「オシャカ」 の語源
台無しになる (する) ことを、よく 「オシャカになる(する)」 というが、その語源をご存知だろうか?
少なくとも、「死んで仏になる」 というようなベタな発想ではない。何でも、江戸時代の鍛冶屋の符牒から発したものらしい。
鍛冶屋の仕事で失敗するのは、大抵の場合、火が強すぎたことによるもののようだ。本当かどうかはよく知らないが、ここではそういう前提でないと話が進まないので、そういうことにさせていただきたい。
江戸の鍛冶屋の親方と弟子が、次のような会話をしている。
弟子: | 「親方、すいやせん、しくじっちめいやした」 |
親方: | 「何ィ、またか? なんでまたしくじっちまったんでぃ?」 |
弟子: | 「へぃ、火が強かったもんで …… 」 |
二人とも江戸っ子だから、「火」 は 「シ」 と発音する。だから、発音どおりに表記すると、以下のようになる。

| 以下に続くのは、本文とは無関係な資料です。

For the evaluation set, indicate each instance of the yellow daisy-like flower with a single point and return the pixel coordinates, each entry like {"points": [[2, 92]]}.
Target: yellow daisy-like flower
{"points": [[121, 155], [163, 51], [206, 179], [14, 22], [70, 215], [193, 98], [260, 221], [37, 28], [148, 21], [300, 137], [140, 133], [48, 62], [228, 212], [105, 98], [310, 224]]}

弟子: | 「へぃ、『シガツヨカッタ』 もんで …… 」 |
ここで、魔法の呪文を唱えていただきたい。
「シガツヨカッタ」 …… 「シガツヨォカッタ」 …… 「シガツヨォカダ」
親方: | 「何ィ、『シガツヨォカ (4月8日)』 だぁ? それじゃぁ、花祭りじゃねぇか。オシャカばっかりこしらいやがって!」 |
てなことで、台無しにしてしまうことを、「オシャカ」 ということになったもののようなのだ。
明日はその花祭り。お釈迦様の誕生日である。